— Но она же плачет. Вдруг ушиблась?
— Если бы ушиблась, она бы не так плакала. Я своих спиногрызов знаю. Это она просто испугалась. Ничего, пусть привыкает, что есть вещи, с которыми нужно справляться самой. Вы спрашивайте, пожалуйста, не обращайте внимания.
— Припомните, может быть, Тамара рассказывала вам о своей работе — куда ездила, где переводила. Конференции, симпозиумы и так далее.
— Да, вы знаете, было такое. Я сказала ей, что мой муж — врач-ортопед, ученик самого Илизарова, а она ответила, что видела Илизарова на международном симпозиуме в Новосибирске, там была целая бригада переводчиков из Москвы. Мы, конечно, больше о талантливом медике говорили, знаете, две бабы собрались — так они будут внешность обсуждать, а не научные проблемы.
Андреева легко и заразительно рассмеялась. В это время на пороге комнаты возникла живая белокурая кукла с заплаканным лицом.
— Когда папа придет? — требовательно вопросила кукла.
— Папа придет утром, он дежурит, — Невозмутимо отозвалась хозяйка. — А что случилось? Зачем тебе папа?
— Он меня пожалеет, — сердито заявила кукла по имени Светланка. — Я плачу, плачу, а ты не идешь.
— Хорошо, детка, ты поплачь до утра, а там и папа вернется с дежурства. Иди, пожалуйста, за стол и все доешь. И проследи, чтобы Павлик не трогал кетчуп.
Маневр отвлечения девочки от собственных страданий был проведен ловко и незаметно. Требуемую долю жалости малышка не получила, но зато ей в руки дали оружие, позволяющее осознать собственную значимость, — право контроля над старшим братом, роль маминой помощницы. Она моментально повеселела и вприпрыжку помчалась обратно на кухню с радостным криком:
— Павлик, не смей трогать кетчуп, мама тебе не разрешает!
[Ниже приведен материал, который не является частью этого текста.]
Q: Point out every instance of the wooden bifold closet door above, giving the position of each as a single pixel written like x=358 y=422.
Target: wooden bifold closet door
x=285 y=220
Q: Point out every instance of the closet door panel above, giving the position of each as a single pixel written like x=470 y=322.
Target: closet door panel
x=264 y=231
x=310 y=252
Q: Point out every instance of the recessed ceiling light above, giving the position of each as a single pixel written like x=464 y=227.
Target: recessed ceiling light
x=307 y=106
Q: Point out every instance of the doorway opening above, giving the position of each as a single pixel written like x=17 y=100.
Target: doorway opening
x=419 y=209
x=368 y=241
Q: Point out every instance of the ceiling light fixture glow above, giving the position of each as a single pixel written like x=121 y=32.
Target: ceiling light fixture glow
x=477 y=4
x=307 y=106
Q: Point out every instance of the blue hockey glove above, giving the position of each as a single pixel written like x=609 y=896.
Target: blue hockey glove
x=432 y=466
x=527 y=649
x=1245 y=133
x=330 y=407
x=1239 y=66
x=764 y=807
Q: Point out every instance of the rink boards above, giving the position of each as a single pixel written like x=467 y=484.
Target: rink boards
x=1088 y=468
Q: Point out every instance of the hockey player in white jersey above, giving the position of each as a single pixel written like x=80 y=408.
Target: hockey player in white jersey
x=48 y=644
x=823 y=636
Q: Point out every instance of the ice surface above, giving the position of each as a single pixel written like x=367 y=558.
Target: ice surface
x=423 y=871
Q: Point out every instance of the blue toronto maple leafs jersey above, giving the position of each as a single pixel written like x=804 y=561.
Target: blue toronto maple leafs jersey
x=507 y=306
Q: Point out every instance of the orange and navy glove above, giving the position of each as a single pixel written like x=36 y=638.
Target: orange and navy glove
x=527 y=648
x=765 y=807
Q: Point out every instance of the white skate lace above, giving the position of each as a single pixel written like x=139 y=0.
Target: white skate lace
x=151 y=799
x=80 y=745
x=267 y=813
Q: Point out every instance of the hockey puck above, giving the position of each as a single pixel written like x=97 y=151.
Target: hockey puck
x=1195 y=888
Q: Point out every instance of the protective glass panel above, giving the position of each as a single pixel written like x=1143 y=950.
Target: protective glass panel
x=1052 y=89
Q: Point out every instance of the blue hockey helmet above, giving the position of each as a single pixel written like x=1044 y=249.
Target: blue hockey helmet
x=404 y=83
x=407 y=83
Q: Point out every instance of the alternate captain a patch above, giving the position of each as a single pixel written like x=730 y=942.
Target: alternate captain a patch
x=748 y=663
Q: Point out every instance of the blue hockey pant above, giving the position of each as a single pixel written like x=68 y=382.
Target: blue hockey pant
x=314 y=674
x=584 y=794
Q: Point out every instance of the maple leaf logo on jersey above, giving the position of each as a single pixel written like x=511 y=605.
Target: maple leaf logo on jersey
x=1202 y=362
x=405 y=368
Тарадин не смог сдержать улыбку.
— Вы опытный педагог, — заметил он. — У вас, наверное, большая практика?
— Огромная, — кивнула женщина. — Я с девятнадцати лет в детском саду работала, а когда стала расти по административной линии, так своих трое появилось. У меня с детьми никогда проблем не было.
— А у Тамары? Вы ведь возили ребятишек, как она с ними общалась?
— Вы знаете, не очень успешно. — Андреева покачала головой. — Было видно, что она детей не любит и общаться с ними не умеет. Она и сама это знала, даже как-то пожаловалась мне, что у нее контакты с детьми не получаются. Ну, не то чтобы пожаловалась, она вообще ни на что не жаловалась, просто заметила, что уже второй раз едет с детской группой, а понимать ребят так и не научилась. В первый раз, кажется, она ездила с гимнастами из детской спортивной школы на какие-то соревнования. По-моему, в Дюссельдорф, если я ничего не путаю.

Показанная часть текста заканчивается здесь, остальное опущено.